Admiral Lord Nelson stayed here in July 1802 with Sir William and Lady Emma Hamilton, arriving by boat on the River Wye. Following his reception in the town, Lord Nelson promised to attend a dinner in his honour on his return journey from Pembrokeshire. On 19 August, at 4pm, at the Beaufort Arms Inn, the company sat down to "a sumptuous entertainment ......for which a fine buck was presented by His Grace the Duke of Beaufort". The inn reached its peak of popularity during the early 19th century when the Wye Tour became fashionable and Nelson's visit had enhanced its status. It became the town's principal coaching inn with direct transport to London by stagecoaches such as 'The Mazeppa' which, in 1830, left the yard at 5am and reached Regent Street at 8pm. The fare was 15 shillings outside the coach and 30 shillings inside.
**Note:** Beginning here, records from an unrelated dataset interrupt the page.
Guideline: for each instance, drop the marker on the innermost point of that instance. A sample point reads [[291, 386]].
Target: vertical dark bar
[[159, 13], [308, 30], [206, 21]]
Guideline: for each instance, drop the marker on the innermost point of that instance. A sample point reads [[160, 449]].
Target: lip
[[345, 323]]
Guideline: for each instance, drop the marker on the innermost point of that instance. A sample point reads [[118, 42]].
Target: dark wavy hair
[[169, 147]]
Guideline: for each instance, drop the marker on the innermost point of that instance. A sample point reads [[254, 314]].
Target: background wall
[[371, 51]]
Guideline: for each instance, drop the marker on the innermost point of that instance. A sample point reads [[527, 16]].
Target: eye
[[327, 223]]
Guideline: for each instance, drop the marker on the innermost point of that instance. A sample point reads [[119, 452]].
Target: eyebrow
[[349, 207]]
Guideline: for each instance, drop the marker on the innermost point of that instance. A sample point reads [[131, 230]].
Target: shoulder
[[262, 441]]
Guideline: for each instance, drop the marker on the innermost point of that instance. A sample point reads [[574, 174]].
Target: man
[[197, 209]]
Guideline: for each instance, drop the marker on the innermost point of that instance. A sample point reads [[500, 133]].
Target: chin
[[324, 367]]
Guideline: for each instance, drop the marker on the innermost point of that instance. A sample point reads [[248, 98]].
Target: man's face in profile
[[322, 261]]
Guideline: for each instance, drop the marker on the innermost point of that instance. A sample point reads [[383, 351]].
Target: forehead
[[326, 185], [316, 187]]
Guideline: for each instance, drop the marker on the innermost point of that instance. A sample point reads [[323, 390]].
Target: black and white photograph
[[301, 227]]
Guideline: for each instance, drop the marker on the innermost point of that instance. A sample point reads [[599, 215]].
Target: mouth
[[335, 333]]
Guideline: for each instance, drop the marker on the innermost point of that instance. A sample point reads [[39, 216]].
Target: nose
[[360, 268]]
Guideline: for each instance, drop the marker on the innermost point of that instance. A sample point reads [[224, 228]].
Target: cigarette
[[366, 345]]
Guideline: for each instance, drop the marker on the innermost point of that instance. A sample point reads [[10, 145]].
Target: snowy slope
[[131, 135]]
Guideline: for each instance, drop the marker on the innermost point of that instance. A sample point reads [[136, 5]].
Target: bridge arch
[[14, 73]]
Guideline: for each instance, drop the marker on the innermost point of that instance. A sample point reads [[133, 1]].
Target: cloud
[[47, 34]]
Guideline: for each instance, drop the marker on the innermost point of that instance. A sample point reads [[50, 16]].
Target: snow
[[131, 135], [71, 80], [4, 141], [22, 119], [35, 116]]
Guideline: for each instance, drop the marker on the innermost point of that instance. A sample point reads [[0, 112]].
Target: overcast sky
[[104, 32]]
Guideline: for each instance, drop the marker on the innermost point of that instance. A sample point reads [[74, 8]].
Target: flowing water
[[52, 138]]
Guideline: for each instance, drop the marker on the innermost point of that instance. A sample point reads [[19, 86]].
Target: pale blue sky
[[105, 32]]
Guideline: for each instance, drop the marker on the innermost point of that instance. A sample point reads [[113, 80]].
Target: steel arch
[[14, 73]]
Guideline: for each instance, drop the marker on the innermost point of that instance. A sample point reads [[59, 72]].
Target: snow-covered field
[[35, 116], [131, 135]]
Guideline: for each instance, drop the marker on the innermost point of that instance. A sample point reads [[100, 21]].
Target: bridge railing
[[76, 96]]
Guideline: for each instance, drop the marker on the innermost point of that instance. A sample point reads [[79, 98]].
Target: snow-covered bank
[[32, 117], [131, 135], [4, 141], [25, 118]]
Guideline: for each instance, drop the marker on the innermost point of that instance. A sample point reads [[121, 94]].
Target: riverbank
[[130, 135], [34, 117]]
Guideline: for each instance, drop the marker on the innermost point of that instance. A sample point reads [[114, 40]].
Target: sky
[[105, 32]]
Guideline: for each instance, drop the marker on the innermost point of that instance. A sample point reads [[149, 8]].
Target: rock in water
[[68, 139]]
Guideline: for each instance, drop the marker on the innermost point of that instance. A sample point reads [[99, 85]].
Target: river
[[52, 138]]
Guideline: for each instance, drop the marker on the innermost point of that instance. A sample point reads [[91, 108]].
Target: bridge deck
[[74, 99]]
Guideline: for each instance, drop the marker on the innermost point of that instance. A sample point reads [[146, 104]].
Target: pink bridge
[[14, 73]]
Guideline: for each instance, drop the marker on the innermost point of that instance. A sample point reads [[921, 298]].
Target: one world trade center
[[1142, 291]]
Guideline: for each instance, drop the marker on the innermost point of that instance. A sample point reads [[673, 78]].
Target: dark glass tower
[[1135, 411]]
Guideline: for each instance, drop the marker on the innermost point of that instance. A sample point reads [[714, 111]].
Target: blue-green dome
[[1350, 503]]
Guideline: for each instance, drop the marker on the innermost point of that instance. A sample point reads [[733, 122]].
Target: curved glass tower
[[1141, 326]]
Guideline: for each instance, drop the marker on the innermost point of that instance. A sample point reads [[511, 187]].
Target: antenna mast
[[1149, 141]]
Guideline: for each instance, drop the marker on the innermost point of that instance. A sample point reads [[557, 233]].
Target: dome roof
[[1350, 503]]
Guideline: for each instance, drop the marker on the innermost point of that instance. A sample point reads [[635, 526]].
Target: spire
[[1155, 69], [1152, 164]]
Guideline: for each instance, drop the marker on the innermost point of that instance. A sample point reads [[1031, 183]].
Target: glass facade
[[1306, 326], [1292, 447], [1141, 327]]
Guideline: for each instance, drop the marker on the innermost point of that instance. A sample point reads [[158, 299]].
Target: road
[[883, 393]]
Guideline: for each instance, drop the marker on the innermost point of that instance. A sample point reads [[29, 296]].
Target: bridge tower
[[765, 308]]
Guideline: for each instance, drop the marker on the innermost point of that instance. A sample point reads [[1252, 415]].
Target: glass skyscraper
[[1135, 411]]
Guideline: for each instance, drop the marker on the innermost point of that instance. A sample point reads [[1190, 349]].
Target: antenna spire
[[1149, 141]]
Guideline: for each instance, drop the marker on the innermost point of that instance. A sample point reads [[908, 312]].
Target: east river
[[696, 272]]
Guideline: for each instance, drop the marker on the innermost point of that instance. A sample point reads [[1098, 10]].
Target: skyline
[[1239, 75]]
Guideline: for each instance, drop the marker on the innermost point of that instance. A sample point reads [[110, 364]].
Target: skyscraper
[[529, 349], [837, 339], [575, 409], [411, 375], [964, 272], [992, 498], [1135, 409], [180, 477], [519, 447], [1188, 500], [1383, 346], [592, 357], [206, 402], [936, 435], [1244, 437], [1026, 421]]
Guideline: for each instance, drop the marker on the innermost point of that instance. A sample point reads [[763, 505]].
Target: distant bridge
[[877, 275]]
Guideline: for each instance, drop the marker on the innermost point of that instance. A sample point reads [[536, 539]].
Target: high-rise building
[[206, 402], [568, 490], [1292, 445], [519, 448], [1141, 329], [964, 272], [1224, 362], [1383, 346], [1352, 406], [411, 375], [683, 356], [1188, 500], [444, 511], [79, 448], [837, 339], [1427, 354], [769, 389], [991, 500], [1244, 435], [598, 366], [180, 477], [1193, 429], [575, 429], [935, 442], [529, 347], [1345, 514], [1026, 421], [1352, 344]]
In more recent times the hotel was one of three hotels in the town owned by the Trust House Organisation. The Rolling Stones stayed here in September 1964 while touring the UK and a letter sent to a fan on headed Beaufort Arms Hotel notepaper written by bassist Bill Wyman, with another sheet of the whole band's signatures, was put up for auction in March 2020. It became privately owned and was then sold to a developer who converted the buildings into apartments and shops in 1989 and renamed the site 'Beaufort Arms Court'. Through the coaching archway on Agincourt Square the inn yard is surrounded by shops and cafes.

Scenes for a 2005 episode of the television series Doctor Who, "The Unquiet Dead", were filmed in the courtyard.